The input file should be a delimited text file. Usually the delimiters are tabs or spaces, but others may be specified within the form.

Setting the parameters

Specifying the delimiter
The delimiter may be specified, if it is not already detected, by selecting the appropriate option. In addition to the supplied options, you may specify the delimiter in the text box. The special keywords "tab", "space", and "spaces" can be used.

Treat all consecutive delimiters as one
Although rare, in addition to specifying the actual delimiter, in some cases it may be necessary to treat multiple, consecutive delimiters as a single delimiter. An example is a case where any number of tabs have been used between fields that also contain spaces, and it is not desirable to treat everything between adjacent tabs as empty fields.

Pad rows to specific width.
If this option is selected, all rows in the file will have fields added to the end in order that they have at least as many fields as the number you specify.

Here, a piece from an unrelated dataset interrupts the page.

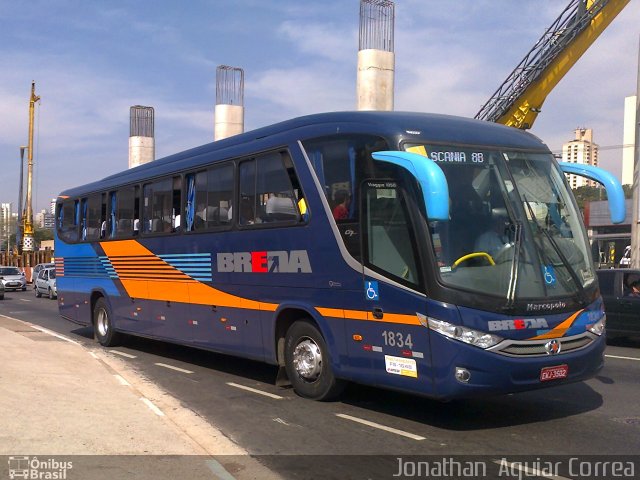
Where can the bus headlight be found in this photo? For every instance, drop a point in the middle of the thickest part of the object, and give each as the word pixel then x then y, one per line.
pixel 463 334
pixel 598 327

Lines that are longer are not changed.

Replace missing fields
If there are empty fields, it is often useful to replace them with something. Iclust, for example, expects missing data to be represented by 'NaN'. This is the standard for this system.

Strip empty leading columns
With this selected, any of the first columns that contain only blank fields in all rows will be removed.

Strip empty trailing columns
With this selected, any of the last columns that contain only blank fields in all rows will be removed.

Remove blank lines
If this is selected, blank lines will be removed. Blank lines are any lines that contain zero or more empty fields (that are completely blank or contain only delimiters).

Change the delimiter
With these options it is possible to convert all the delimiters in the file to whatever you specify. In addition to the supplied options, you may specify the delimiter in the text box. The special keywords "tab", "space", and "spaces" can be used.

Output

The output is a tab-delimited file containing the matrix.